Akteur 2: Biden. Mit seinem Aufstieg zum großen Anführer des Westens hoffte er, seine Beliebtheitswerte zuhause zu verbessern. Das Ergebnis: Seine Zustimmungsrate stieg von 42% auf 43%. Biden ist eine Eintagsfliege, da er bereits im November zur Lame Duck werden wird, weil er die Mehrheit im US-Kongress verlieren wird. Seine Wiederwahl 2024 scheint äußerst unwahrscheinlich. Er hat also sein erstes Ziel verfehlt. Und langfristig gesehen hat er Russland in die Arme Chinas getrieben, den eigentlichen Gegenspieler der USA. Er nennt Putin einen Kriminellen, obwohl Washington – genau wie Moskau – nie das Übereinkommen über Streumunition unterzeichnet hat, und wirft Russland aber den Einsatz solcher Munition vor. Bravo!

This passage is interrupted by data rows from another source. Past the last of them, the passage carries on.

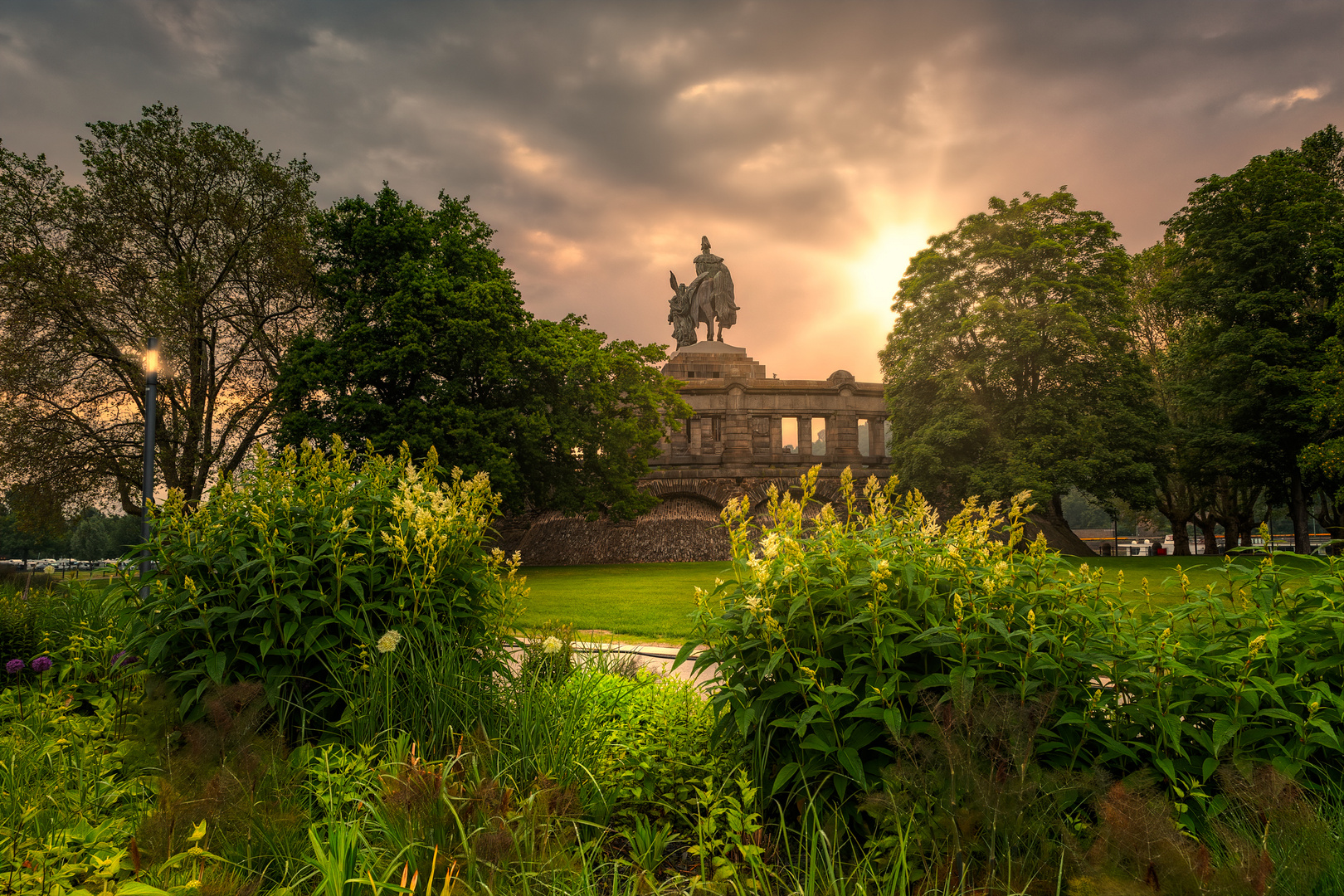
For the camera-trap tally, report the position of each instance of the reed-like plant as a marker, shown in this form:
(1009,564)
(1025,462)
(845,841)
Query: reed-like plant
(307,558)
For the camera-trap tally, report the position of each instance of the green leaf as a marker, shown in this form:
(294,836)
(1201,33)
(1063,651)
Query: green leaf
(216,666)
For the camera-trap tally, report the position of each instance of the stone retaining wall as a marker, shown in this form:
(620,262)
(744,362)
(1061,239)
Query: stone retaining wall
(679,529)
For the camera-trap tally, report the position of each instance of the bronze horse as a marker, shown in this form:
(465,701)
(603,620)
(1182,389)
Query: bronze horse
(695,305)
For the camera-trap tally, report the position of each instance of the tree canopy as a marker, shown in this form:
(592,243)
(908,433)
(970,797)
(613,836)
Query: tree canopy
(1011,364)
(424,338)
(192,234)
(1259,254)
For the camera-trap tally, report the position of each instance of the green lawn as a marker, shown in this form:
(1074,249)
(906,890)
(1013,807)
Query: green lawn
(641,599)
(652,601)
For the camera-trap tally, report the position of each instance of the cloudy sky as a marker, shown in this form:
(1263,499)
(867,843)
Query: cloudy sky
(816,144)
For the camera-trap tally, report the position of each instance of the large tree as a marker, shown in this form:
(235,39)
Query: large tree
(192,234)
(1261,256)
(424,338)
(1011,364)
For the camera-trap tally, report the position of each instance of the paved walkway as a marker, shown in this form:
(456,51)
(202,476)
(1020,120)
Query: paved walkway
(655,657)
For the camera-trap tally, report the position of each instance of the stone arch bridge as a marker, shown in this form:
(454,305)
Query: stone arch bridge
(747,431)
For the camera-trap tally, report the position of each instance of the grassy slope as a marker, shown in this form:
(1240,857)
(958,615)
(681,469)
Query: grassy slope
(652,601)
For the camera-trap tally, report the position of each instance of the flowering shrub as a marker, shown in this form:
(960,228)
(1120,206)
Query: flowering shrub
(308,559)
(845,637)
(548,652)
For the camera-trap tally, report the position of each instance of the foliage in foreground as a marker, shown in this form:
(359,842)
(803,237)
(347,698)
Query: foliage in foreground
(863,653)
(309,559)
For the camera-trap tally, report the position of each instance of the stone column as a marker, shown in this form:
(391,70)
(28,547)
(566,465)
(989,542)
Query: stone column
(845,437)
(737,429)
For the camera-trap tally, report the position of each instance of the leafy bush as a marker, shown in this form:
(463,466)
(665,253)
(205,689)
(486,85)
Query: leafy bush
(843,637)
(657,744)
(308,558)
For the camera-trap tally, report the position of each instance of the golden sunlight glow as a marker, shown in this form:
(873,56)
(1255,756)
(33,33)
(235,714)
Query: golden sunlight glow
(878,271)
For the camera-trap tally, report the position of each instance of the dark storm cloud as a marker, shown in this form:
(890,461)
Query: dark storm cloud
(817,144)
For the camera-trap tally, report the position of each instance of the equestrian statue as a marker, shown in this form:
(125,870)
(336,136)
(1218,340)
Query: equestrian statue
(704,299)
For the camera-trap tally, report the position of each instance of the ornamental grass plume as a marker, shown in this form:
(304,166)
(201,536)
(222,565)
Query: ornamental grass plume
(388,641)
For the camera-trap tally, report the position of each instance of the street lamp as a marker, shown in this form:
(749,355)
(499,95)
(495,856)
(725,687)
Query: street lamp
(149,490)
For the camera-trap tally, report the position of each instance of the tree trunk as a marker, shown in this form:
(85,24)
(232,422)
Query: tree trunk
(1298,508)
(1210,538)
(1181,538)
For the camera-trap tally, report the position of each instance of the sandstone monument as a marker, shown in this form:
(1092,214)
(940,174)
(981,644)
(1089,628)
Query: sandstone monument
(749,431)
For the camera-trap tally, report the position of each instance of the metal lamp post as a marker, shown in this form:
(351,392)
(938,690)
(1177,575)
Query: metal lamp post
(149,490)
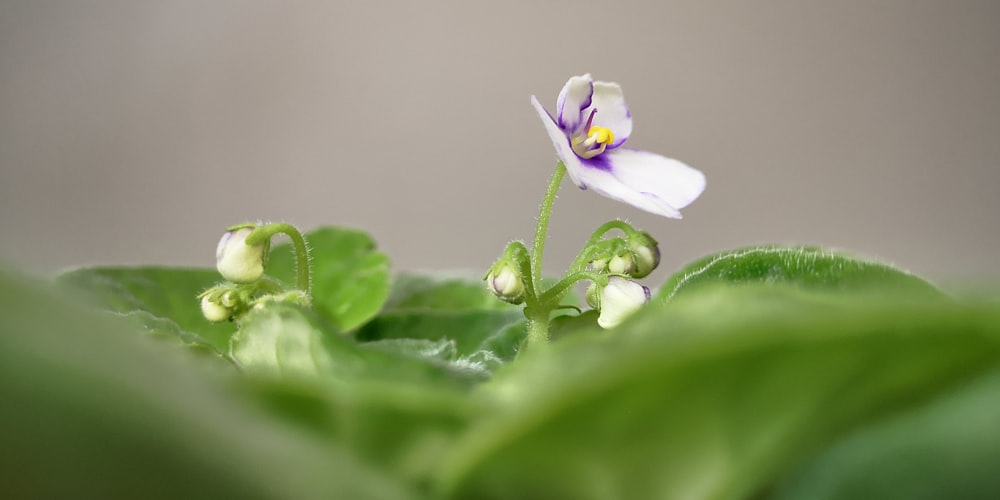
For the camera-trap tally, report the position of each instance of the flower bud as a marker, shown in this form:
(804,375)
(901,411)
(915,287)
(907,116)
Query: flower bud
(504,280)
(237,261)
(215,311)
(619,300)
(621,264)
(647,254)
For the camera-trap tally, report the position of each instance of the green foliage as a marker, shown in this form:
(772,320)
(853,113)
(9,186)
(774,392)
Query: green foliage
(91,411)
(458,310)
(350,278)
(714,396)
(771,373)
(165,295)
(807,267)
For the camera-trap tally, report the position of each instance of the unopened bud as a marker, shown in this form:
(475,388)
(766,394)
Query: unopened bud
(236,260)
(215,311)
(619,300)
(593,295)
(647,254)
(621,264)
(504,280)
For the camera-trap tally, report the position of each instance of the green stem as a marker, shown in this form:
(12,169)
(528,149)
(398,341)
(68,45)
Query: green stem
(542,228)
(592,245)
(535,311)
(265,233)
(553,294)
(538,329)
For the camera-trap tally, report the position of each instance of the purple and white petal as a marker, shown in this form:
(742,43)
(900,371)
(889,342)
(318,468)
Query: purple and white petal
(612,112)
(561,142)
(670,182)
(573,99)
(596,174)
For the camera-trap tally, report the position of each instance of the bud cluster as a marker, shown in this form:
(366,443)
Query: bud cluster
(620,261)
(240,258)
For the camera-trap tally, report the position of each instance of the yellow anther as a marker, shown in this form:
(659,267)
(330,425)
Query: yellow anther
(601,135)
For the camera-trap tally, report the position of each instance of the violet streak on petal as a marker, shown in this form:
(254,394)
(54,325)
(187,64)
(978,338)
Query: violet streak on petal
(574,98)
(612,112)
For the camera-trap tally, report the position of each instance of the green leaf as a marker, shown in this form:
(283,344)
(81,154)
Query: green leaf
(161,292)
(92,410)
(715,395)
(469,330)
(947,449)
(350,277)
(399,406)
(807,267)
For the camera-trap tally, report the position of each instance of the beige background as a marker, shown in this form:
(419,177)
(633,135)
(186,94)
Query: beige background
(134,131)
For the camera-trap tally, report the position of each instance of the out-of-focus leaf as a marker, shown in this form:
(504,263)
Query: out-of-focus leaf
(949,448)
(157,292)
(468,329)
(350,277)
(715,395)
(807,267)
(91,410)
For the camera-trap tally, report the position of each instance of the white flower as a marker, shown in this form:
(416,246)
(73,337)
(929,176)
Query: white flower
(619,300)
(237,261)
(592,123)
(214,311)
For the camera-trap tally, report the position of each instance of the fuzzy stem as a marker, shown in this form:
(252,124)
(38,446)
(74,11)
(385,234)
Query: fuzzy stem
(542,228)
(266,232)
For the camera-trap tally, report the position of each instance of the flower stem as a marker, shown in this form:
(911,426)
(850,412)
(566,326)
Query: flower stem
(542,228)
(303,281)
(538,312)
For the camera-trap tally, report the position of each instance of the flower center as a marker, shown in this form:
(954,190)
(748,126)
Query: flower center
(594,141)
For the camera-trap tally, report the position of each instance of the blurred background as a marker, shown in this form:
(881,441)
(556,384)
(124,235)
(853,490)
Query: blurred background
(134,132)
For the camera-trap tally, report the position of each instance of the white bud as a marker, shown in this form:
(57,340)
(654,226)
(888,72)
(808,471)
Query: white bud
(593,296)
(213,311)
(237,261)
(505,282)
(619,300)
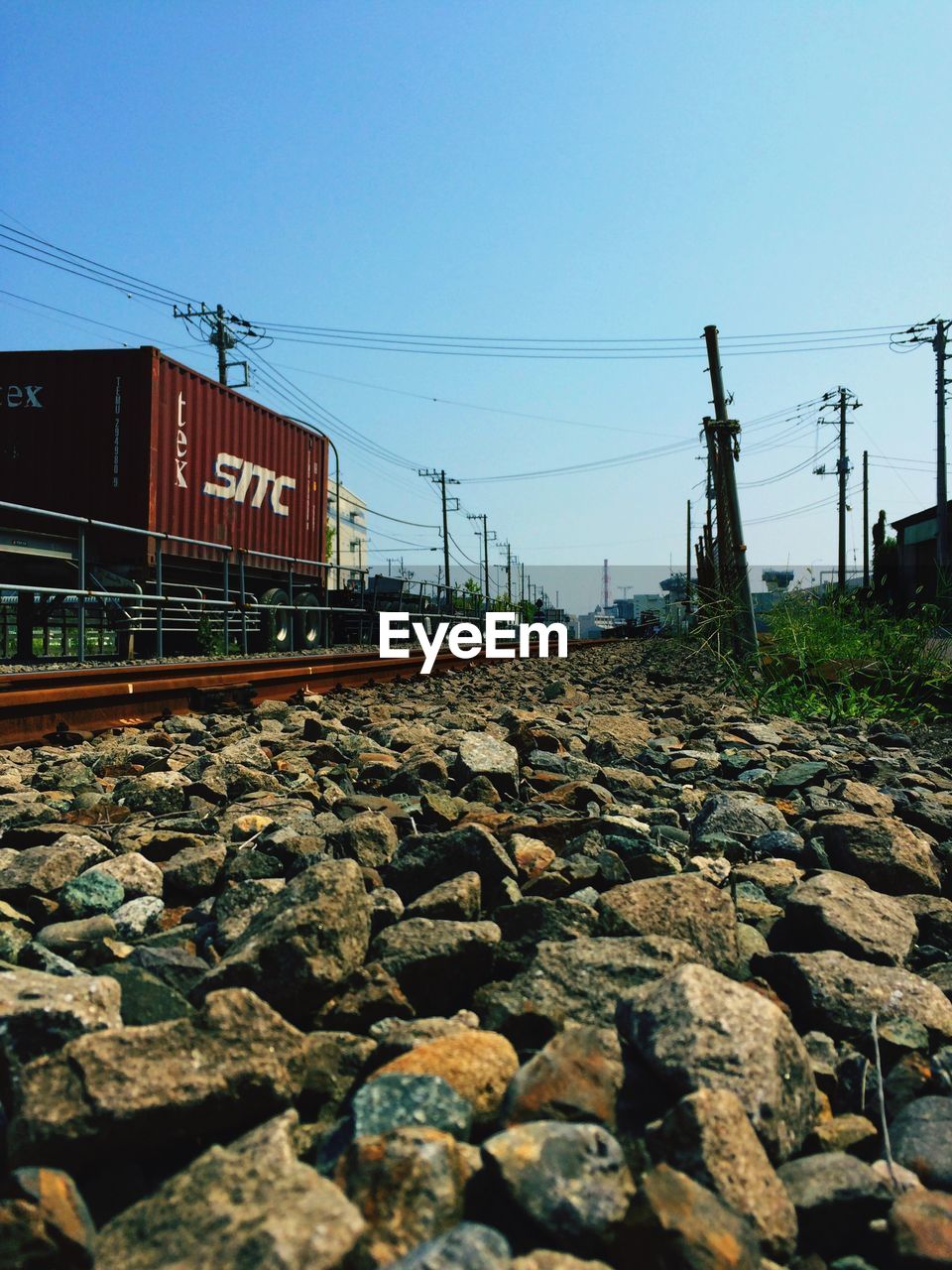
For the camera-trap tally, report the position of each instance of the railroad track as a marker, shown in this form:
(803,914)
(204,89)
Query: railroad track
(46,703)
(37,705)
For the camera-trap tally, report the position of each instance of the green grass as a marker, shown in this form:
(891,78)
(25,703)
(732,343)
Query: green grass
(839,658)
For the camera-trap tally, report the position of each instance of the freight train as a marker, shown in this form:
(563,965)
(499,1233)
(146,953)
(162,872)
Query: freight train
(146,509)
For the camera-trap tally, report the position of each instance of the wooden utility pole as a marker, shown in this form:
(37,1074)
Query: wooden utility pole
(439,477)
(866,520)
(221,344)
(726,432)
(941,490)
(847,402)
(687,571)
(481,516)
(842,472)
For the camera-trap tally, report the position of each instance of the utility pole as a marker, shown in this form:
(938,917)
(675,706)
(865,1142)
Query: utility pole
(481,516)
(941,490)
(687,571)
(866,520)
(218,339)
(728,431)
(842,470)
(439,477)
(214,327)
(939,341)
(847,402)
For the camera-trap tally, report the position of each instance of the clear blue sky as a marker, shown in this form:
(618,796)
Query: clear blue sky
(593,171)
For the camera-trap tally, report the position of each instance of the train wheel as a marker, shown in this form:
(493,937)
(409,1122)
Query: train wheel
(307,621)
(276,621)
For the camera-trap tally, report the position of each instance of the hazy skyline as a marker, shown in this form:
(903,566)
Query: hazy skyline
(522,172)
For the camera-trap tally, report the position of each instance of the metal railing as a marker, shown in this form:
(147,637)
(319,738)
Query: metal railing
(162,611)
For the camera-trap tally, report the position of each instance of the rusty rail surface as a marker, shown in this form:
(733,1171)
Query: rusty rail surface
(37,703)
(45,703)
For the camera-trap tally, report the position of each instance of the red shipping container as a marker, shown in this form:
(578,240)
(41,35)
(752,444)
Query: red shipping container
(131,437)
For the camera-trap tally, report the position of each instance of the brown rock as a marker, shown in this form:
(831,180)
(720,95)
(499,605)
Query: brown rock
(532,857)
(837,911)
(708,1137)
(837,994)
(249,1205)
(458,899)
(477,1065)
(865,798)
(408,1185)
(64,1216)
(41,1012)
(366,997)
(920,1225)
(675,1224)
(24,1239)
(683,907)
(303,945)
(696,1029)
(44,870)
(576,1076)
(136,1087)
(843,1133)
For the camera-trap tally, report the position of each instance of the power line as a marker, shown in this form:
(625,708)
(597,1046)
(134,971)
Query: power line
(31,246)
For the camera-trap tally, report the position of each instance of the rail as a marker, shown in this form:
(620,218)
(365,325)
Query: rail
(37,705)
(238,602)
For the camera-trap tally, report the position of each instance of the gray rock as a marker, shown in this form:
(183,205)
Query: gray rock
(159,793)
(45,870)
(468,1246)
(835,911)
(835,1197)
(798,775)
(576,982)
(41,1012)
(436,962)
(697,1030)
(569,1182)
(335,1062)
(409,1188)
(311,937)
(481,754)
(394,1101)
(194,871)
(458,899)
(708,1137)
(779,842)
(175,965)
(576,1076)
(249,1205)
(238,906)
(75,939)
(739,816)
(189,1080)
(145,998)
(674,1222)
(684,907)
(532,920)
(91,893)
(368,837)
(880,849)
(921,1141)
(837,994)
(422,861)
(139,876)
(139,917)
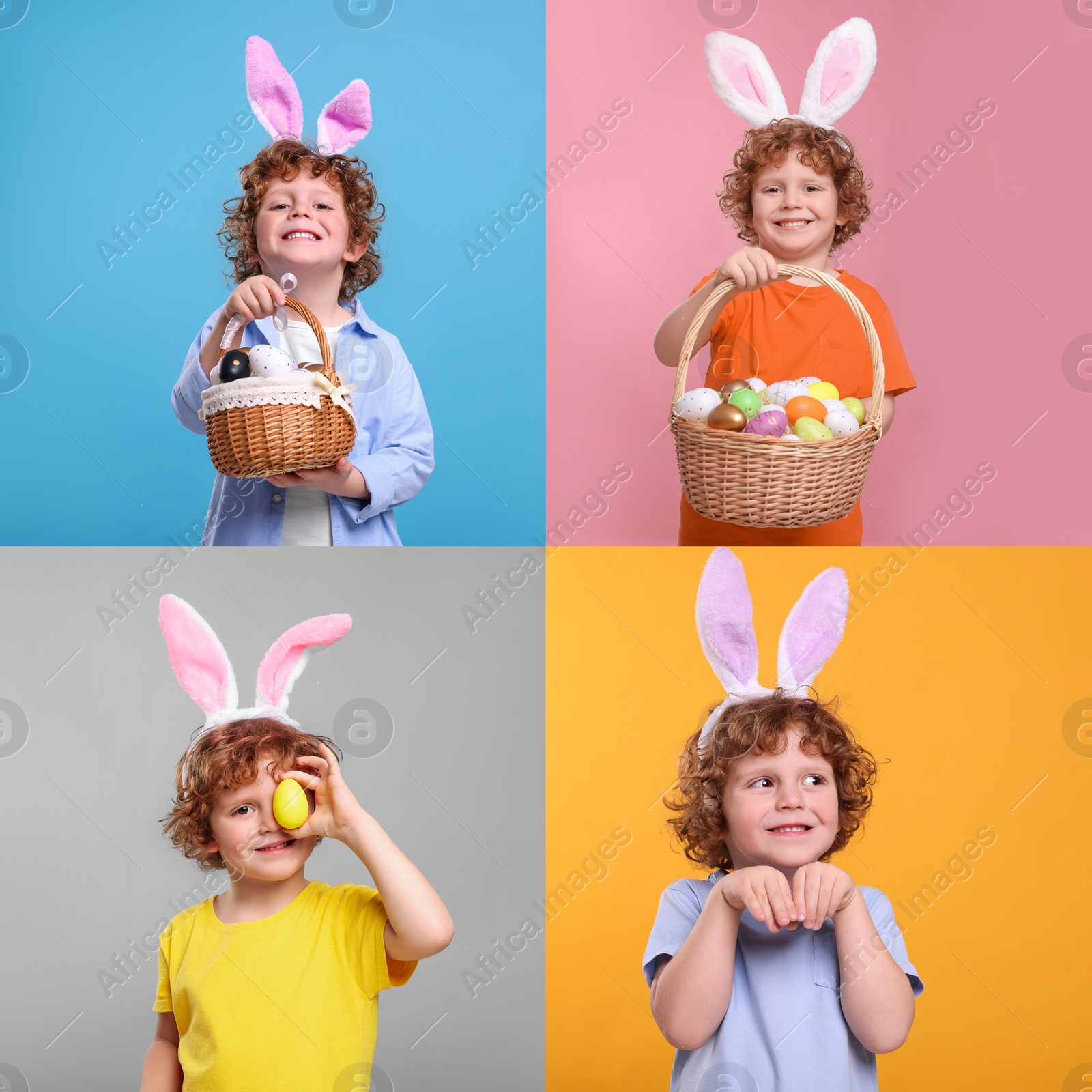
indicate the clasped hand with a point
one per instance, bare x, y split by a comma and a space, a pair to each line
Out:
818, 891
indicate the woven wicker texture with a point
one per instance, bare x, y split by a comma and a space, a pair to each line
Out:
764, 480
257, 442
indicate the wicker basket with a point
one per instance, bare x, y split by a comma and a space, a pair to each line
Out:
764, 480
273, 438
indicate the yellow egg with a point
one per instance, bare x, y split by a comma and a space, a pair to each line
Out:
822, 391
289, 804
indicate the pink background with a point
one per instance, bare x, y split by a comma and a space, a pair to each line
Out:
986, 269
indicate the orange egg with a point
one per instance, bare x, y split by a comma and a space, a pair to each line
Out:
804, 405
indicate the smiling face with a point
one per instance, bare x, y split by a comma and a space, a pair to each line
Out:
249, 839
302, 227
781, 809
795, 211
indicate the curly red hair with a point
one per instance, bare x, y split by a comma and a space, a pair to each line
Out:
762, 725
284, 160
223, 759
824, 151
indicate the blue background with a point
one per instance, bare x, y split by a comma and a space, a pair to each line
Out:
102, 102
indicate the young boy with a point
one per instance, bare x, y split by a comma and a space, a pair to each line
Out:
797, 191
316, 216
274, 984
777, 970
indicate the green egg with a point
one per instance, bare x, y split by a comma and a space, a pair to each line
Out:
745, 399
808, 429
857, 407
289, 804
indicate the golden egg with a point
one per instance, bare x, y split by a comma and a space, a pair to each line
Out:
734, 385
728, 416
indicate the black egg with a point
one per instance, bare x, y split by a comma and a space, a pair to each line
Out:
235, 364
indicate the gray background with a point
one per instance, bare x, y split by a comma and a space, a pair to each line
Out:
460, 789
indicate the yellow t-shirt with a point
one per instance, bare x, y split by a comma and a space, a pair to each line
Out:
289, 1002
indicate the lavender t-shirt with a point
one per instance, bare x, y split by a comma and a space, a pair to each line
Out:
784, 1030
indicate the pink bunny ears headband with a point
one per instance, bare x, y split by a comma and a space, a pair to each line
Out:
273, 98
743, 78
726, 629
205, 672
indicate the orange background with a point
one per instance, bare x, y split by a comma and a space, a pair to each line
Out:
959, 671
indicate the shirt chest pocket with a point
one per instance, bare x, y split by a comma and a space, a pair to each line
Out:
846, 364
826, 959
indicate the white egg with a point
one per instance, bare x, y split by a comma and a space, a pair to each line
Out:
270, 360
841, 422
698, 404
781, 392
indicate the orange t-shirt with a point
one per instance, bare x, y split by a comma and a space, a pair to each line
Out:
784, 331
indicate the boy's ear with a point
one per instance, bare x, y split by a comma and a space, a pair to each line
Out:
355, 249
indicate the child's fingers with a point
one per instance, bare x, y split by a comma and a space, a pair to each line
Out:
824, 908
265, 300
322, 764
757, 902
811, 893
330, 757
799, 900
779, 902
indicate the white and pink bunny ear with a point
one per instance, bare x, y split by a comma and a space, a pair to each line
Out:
725, 622
813, 631
199, 660
744, 80
287, 658
272, 92
345, 119
838, 76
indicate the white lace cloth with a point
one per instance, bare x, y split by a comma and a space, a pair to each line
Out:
292, 389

Akteur 3: EU. Durch großangelegte Aufrüstungspläne machen wir Deutschland nicht nur wieder zu einer wirtschaftlichen Großmacht, sondern auch zu einer militärischen: Deutschland will in den kommenden fünf Jahren 100 Milliarden Euro in Aufrüstung investieren. Es scheint, als hätten wir die beiden Weltkriege vergessen; auch der französische und britische Nationalismus werden wieder verstärkt Zuspruch erfahren. Wir haben ein Ungleichgewicht in die Europäische Union gebracht und erleben nun ernste Probleme in der Nahrungsmittel-, Energie-, Rohstoffproduktion, leiden unter Inflation und BIP-Rückgängen. Die weniger wohlhabenden Teile der europäischen Bevölkerung werden die Folgen ausbaden müssen – die nächsten drei Jahre über oder auch länger. Und langfristig gesehen haben wir Russland aus Europa hinausgedrängt. Bravo!
Akteur 4 ist Selenskyj, den wir zu einem Helden stilisiert haben. Er ist nun Gefangener seiner Rolle und kann keinen Kompromiss eingehen. Er kann sogar einen Besuch des deutschen Präsidenten ausschlagen, weil Scholz – in Selenskyjs Augen – pro-russisch eingestellt ist. Wir haben also Selenskyj zum Richter der Welt auserkoren. Dies wird Tausende von Opfern fordern, aber wie Bertolt Brecht bereits sagte: „Unglücklich das Land, das Helden nötig hat“. Bravo!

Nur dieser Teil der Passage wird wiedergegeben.